A federal judge this week became the latest to rule that a key aspect of the federal government’s deportation machine is unconstitutional.

The United States District Court for the Central District of California ruled that both the Immigration and Customs Enforcement agency and the Los Angeles County Sheriff’s Department unlawfully detained thousands of suspected immigrants through requests known as “immigration detainers.”

The vast majority of the 38,000 immigrants in ICE custody today have been transferred to federal custody from local law enforcement agencies using detainers. (These are requests ICE sends to local authorities asking them to hold immigrants after their release date so ICE can decide if it wants to take them into custody or not.)

The decision issued in Roy v. County of Los Angeles and Gonzalez v. ICE held the sheriff’s department liable for violating the Fourth Amendment rights of thousands of inmates it jailed after they were supposed to be released.

Immigrant rights advocates are calling the week’s ruling a landmark decision because it is the first-class action lawsuit to cover thousands of people who were locked up after their release date. At least ten other state and federal courts have found key aspects of ICE’s detainer system to be unconstitutional or in violation of federal and state statutes, but previous decisions were more limiting because they focused on individual plaintiffs.

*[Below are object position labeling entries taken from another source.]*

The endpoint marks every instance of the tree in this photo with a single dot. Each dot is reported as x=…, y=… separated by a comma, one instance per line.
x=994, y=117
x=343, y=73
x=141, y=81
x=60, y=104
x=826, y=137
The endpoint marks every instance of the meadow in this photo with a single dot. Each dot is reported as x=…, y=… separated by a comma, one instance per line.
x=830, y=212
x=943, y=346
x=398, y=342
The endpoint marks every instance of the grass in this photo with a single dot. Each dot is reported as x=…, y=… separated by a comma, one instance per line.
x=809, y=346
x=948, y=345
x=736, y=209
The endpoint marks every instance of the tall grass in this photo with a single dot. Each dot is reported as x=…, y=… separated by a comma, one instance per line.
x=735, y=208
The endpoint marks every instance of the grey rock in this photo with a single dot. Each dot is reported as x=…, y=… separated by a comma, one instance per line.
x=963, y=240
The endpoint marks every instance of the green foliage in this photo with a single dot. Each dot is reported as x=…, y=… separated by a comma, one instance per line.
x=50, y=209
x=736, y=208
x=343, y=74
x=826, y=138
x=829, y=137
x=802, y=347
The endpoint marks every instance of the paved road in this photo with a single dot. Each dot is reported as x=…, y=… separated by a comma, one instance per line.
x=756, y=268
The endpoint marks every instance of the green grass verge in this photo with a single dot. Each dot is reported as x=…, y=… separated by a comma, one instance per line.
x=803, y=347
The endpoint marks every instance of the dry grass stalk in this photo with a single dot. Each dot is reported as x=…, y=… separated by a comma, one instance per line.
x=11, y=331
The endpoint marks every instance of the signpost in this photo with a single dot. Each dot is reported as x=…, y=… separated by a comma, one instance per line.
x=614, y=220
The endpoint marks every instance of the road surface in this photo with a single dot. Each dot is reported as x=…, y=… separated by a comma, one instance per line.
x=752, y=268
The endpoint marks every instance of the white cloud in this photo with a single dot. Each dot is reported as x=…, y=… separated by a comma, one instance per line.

“This decision makes clear to local police, that under any circumstance, it’s illegal to hold anyone under an immigration detainer,” said Jessica Karp, litigation director with the National Day Labor Organizing Network, one of the immigrant rights groups who brought the case.

In a statement on Friday, the ACLU Foundation of Southern California, which helped bring the suit, said thousands of people covered under the class action may be entitled to monetary damages.